安全聚合是联合学习的核心组成部分，它将分布式用户训练好的本地模型聚合到中央服务器上。这种聚合的 "安全 "本质在于，除了聚合的本地模型外，任何有关本地用户数据的信息都不得泄露给服务器。为了保证安全，用户之间可以共享一些密钥（这被称为密钥共享阶段）。密钥共享阶段结束后，每个用户将其训练好的模型屏蔽，然后发送给服务器（称为模型聚合阶段）。本文沿用赵和孙最初提出的信息论安全聚合问题，目标是描述在模型聚合阶段来自 $\mathsf K$ 用户的最小通信成本。由于现实系统中常见的用户掉线现象，服务器可能无法收到来自用户的所有信息。一个安全的聚合方案应该最多容忍 ${\mathsf K}-{\mathsf U}$ 用户的放弃，其中 $\mathsf U$ 是一个系统参数。赵和孙对最优通信成本进行了描述，但假设用户存储的密钥可以是任意依赖的随机变量。基于无编码的分组密钥更便于共享，而且除了联合学习外还可以广泛应用的动机，本文在上述问题中增加了一个约束，即密钥变量是相互独立的，每个密钥由一组 $mathsf S$ 用户共享，其中 $mathsf S$ 是另一个系统参数。据我们所知，所有现有的安全聚合方案（具有信息论安全性或计算安全性）都为用户分配了编码密钥。我们证明，如果${/mathsf S}\gt {\mathsf K}-{\mathsf U}$，那么使用无编码分组密钥的新安全聚合方案可以达到与使用编码密钥的最佳方案相同的最优通信成本；如果${/mathsf S}\leq {\mathsf K}-{\mathsf U}$，那么无编码分组密钥共享严格来说是次优的。最后，我们还在亚马逊 EC2 中实现了我们提出的安全聚合方案，并将其与现有的离线密钥共享安全聚合方案进行了比较。

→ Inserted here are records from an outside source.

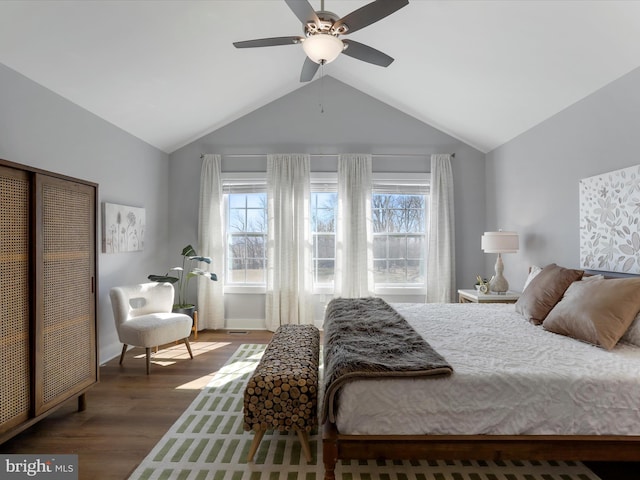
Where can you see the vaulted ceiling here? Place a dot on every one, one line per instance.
(483, 71)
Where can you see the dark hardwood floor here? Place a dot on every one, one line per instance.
(128, 412)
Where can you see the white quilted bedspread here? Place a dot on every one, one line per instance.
(510, 378)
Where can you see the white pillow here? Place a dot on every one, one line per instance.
(534, 270)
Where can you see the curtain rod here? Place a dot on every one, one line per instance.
(252, 155)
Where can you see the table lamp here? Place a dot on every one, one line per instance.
(499, 242)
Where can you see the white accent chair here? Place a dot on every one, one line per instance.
(144, 318)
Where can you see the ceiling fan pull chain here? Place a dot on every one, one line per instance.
(322, 87)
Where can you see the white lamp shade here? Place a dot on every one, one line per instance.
(500, 242)
(322, 47)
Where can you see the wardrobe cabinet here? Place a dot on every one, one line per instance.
(48, 305)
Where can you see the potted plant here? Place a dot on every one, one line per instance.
(182, 276)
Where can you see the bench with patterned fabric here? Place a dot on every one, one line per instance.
(282, 393)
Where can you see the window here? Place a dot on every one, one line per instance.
(399, 238)
(323, 232)
(399, 210)
(246, 216)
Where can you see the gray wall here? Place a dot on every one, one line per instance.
(352, 122)
(42, 129)
(532, 181)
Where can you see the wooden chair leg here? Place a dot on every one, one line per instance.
(303, 436)
(186, 342)
(148, 350)
(257, 438)
(124, 350)
(194, 329)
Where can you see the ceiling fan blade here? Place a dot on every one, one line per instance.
(366, 53)
(267, 42)
(303, 10)
(309, 69)
(369, 14)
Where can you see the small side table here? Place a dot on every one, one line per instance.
(473, 296)
(194, 328)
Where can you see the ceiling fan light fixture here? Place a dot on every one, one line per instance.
(322, 48)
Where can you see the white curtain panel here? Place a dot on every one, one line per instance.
(288, 299)
(354, 231)
(441, 264)
(211, 244)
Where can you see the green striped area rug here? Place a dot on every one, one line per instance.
(208, 442)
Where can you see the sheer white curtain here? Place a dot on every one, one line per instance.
(211, 244)
(441, 264)
(354, 231)
(288, 298)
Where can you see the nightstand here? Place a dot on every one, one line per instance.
(473, 296)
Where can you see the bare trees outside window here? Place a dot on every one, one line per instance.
(247, 238)
(399, 237)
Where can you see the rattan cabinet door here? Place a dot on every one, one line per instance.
(15, 378)
(65, 291)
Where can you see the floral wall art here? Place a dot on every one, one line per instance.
(122, 228)
(610, 221)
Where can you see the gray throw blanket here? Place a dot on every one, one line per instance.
(367, 338)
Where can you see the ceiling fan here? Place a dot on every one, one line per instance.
(322, 30)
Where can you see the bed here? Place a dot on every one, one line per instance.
(519, 388)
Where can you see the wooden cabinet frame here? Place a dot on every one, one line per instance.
(61, 291)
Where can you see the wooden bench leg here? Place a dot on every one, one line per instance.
(303, 436)
(257, 438)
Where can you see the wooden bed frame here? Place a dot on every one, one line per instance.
(336, 446)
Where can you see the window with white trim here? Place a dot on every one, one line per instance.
(246, 232)
(400, 205)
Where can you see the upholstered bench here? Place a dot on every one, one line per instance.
(282, 393)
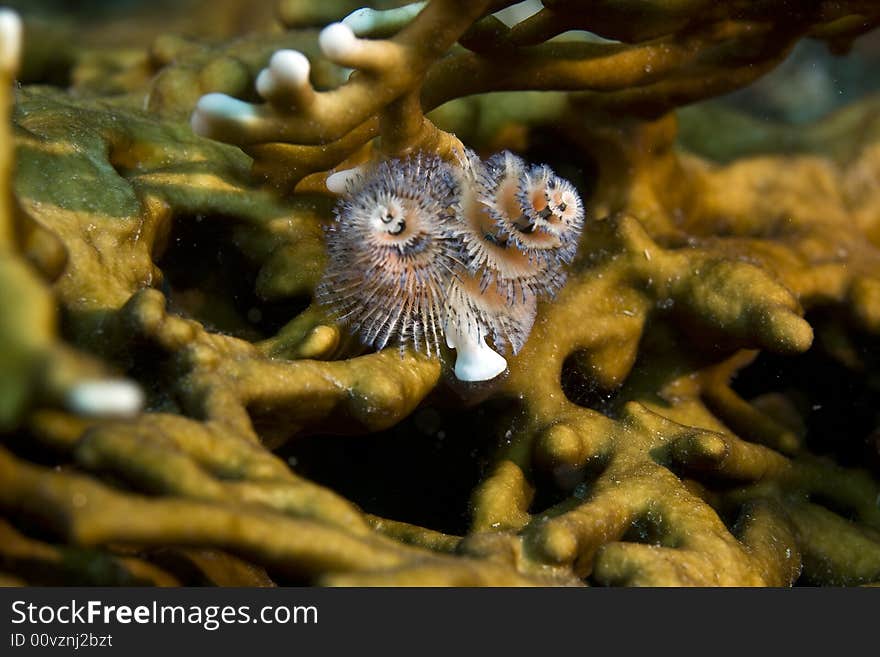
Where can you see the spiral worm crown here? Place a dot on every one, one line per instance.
(421, 249)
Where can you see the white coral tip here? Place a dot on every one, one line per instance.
(290, 67)
(10, 40)
(215, 107)
(105, 397)
(339, 182)
(474, 359)
(337, 40)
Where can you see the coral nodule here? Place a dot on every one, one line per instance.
(421, 249)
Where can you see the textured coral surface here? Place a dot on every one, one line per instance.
(697, 406)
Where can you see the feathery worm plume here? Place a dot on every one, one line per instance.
(391, 257)
(553, 214)
(422, 249)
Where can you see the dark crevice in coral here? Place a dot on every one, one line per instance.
(208, 278)
(840, 406)
(421, 471)
(582, 389)
(565, 486)
(576, 166)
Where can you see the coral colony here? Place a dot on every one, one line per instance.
(422, 249)
(670, 419)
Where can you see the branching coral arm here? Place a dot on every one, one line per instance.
(386, 70)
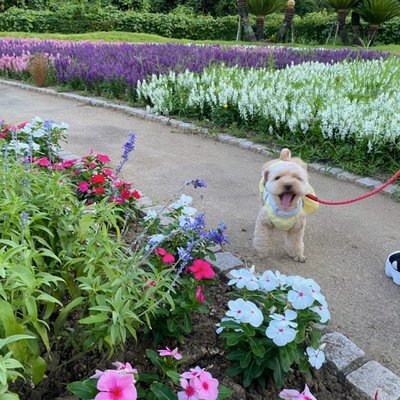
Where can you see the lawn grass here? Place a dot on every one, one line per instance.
(133, 37)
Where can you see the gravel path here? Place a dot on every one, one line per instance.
(346, 247)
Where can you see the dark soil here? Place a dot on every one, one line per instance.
(202, 347)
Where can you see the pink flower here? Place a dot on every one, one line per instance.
(199, 294)
(167, 258)
(125, 194)
(99, 190)
(68, 164)
(43, 162)
(202, 270)
(136, 194)
(103, 158)
(168, 352)
(116, 386)
(206, 386)
(125, 368)
(189, 392)
(83, 187)
(99, 178)
(193, 373)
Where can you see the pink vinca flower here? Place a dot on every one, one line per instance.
(202, 270)
(189, 392)
(116, 386)
(193, 373)
(168, 352)
(206, 386)
(103, 158)
(43, 162)
(83, 187)
(125, 368)
(199, 294)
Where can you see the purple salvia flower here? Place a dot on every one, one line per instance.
(128, 147)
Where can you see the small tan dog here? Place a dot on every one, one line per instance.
(283, 187)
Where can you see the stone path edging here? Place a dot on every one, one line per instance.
(346, 364)
(338, 173)
(345, 361)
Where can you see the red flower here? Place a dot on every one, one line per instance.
(98, 190)
(202, 270)
(83, 187)
(99, 178)
(43, 162)
(103, 158)
(125, 194)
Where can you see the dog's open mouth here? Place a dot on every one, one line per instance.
(287, 199)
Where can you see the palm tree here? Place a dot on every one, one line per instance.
(261, 8)
(376, 12)
(342, 7)
(244, 17)
(287, 20)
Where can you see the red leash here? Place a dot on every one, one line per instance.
(364, 196)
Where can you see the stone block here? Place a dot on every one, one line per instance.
(371, 377)
(369, 183)
(341, 353)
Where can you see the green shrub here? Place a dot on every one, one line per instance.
(312, 28)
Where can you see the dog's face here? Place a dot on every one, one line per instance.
(286, 181)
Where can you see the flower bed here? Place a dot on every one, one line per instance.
(347, 112)
(87, 274)
(115, 68)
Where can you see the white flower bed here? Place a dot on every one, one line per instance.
(357, 101)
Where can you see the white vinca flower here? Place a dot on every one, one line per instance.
(244, 278)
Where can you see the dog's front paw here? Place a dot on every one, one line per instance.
(299, 258)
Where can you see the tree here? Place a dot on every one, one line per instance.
(244, 18)
(261, 8)
(287, 20)
(376, 12)
(342, 7)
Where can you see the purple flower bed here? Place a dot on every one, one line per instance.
(86, 65)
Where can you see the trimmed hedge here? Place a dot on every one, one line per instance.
(313, 28)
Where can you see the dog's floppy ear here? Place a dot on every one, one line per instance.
(285, 155)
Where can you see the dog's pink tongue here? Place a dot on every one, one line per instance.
(286, 200)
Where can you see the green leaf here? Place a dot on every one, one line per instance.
(174, 376)
(163, 392)
(85, 390)
(224, 392)
(153, 357)
(245, 361)
(94, 319)
(38, 369)
(14, 338)
(286, 357)
(256, 347)
(278, 373)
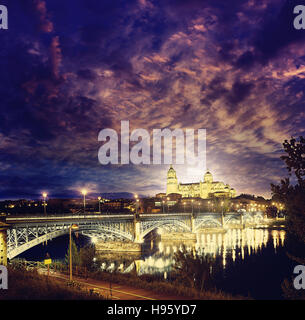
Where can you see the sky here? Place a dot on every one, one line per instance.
(69, 69)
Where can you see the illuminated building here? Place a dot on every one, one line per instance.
(203, 189)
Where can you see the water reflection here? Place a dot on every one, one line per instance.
(222, 245)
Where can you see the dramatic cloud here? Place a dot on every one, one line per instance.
(68, 70)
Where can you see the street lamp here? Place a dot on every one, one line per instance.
(84, 192)
(167, 204)
(72, 227)
(137, 202)
(99, 204)
(44, 203)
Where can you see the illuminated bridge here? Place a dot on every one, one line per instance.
(20, 233)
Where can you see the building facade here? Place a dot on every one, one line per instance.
(203, 189)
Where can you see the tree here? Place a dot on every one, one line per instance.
(293, 195)
(193, 270)
(271, 211)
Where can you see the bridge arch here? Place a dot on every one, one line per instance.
(208, 221)
(16, 247)
(146, 227)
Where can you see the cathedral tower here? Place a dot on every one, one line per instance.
(172, 181)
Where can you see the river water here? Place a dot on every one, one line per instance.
(251, 262)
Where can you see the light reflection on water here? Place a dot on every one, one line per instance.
(228, 246)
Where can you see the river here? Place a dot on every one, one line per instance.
(252, 261)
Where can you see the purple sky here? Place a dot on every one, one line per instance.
(71, 68)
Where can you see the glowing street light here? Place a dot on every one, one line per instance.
(84, 192)
(137, 203)
(44, 203)
(99, 204)
(72, 227)
(167, 204)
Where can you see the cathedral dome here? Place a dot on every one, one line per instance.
(208, 178)
(171, 172)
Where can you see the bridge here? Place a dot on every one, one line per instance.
(20, 233)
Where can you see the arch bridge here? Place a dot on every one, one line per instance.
(20, 233)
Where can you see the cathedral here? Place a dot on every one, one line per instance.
(204, 189)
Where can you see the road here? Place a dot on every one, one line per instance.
(116, 291)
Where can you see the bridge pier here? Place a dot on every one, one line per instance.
(222, 220)
(241, 220)
(193, 223)
(137, 229)
(3, 243)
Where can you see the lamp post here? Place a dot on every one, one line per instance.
(99, 204)
(167, 204)
(84, 192)
(44, 203)
(74, 227)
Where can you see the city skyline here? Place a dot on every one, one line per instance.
(72, 69)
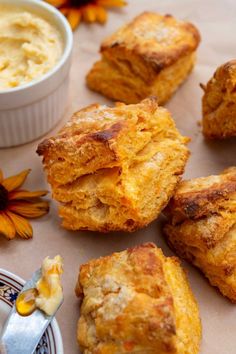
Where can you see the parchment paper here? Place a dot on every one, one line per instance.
(217, 24)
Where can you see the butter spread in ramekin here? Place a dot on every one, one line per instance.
(29, 46)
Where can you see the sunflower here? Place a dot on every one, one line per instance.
(17, 204)
(85, 10)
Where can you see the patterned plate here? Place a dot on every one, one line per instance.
(10, 285)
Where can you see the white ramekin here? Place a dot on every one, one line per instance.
(31, 110)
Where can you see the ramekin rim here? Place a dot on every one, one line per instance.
(65, 55)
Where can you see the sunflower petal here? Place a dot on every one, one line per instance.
(24, 194)
(89, 13)
(7, 228)
(65, 10)
(1, 176)
(15, 182)
(22, 226)
(111, 3)
(29, 210)
(101, 14)
(74, 17)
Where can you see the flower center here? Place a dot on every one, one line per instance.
(81, 2)
(3, 198)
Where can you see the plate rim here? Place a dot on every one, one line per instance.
(54, 324)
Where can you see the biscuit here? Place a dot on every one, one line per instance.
(219, 103)
(151, 55)
(137, 301)
(115, 168)
(202, 227)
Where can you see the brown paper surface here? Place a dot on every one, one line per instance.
(217, 24)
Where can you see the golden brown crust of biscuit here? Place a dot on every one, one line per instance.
(151, 55)
(137, 301)
(115, 168)
(159, 40)
(201, 196)
(205, 234)
(219, 103)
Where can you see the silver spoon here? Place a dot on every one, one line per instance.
(21, 334)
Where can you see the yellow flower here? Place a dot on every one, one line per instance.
(18, 204)
(85, 10)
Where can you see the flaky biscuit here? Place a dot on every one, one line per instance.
(115, 168)
(151, 55)
(202, 227)
(219, 103)
(137, 301)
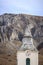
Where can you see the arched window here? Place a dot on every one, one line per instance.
(28, 61)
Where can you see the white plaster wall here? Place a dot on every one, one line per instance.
(21, 58)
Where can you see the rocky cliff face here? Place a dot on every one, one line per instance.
(13, 27)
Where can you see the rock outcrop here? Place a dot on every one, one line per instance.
(12, 25)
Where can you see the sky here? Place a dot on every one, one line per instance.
(31, 7)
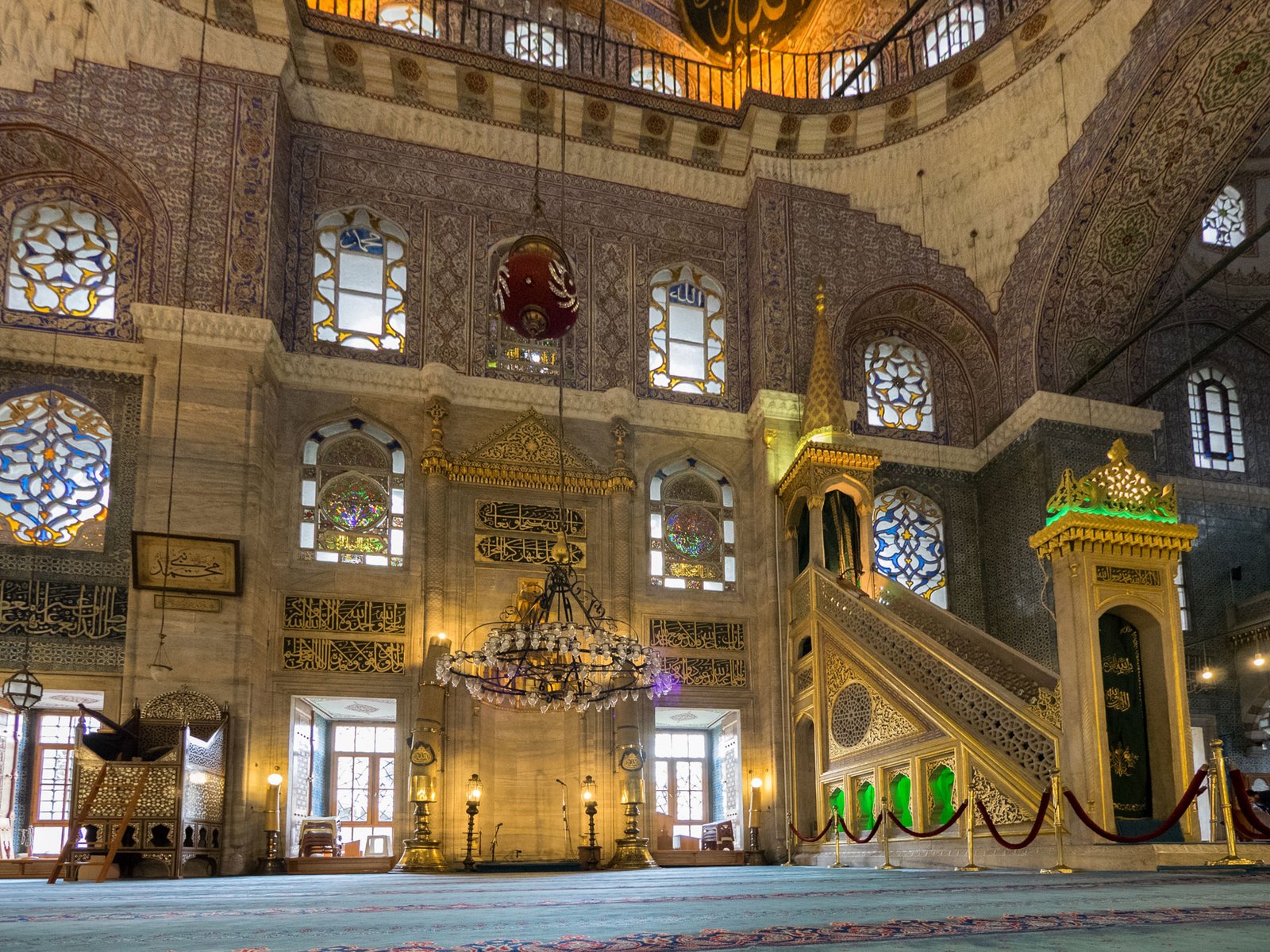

本文章由计算机程序翻译，如有差异，请以英文原文为准。

求助全文

约1分钟内获得全文求助全文

来源期刊

IEEE Transactions on Information Theory 工程技术-工程：电子与电气

CiteScore

5.70

自引率

20.00%

发文量

514

审稿时长

12 months

期刊介绍： The IEEE Transactions on Information Theory is a journal that publishes theoretical and experimental papers concerned with the transmission, processing, and utilization of information. The boundaries of acceptable subject matter are intentionally not sharply delimited. Rather, it is hoped that as the focus of research activity changes, a flexible policy will permit this Transactions to follow suit. Current appropriate topics are best reflected by recent Tables of Contents; they are summarized in the titles of editorial areas that appear on the inside front cover.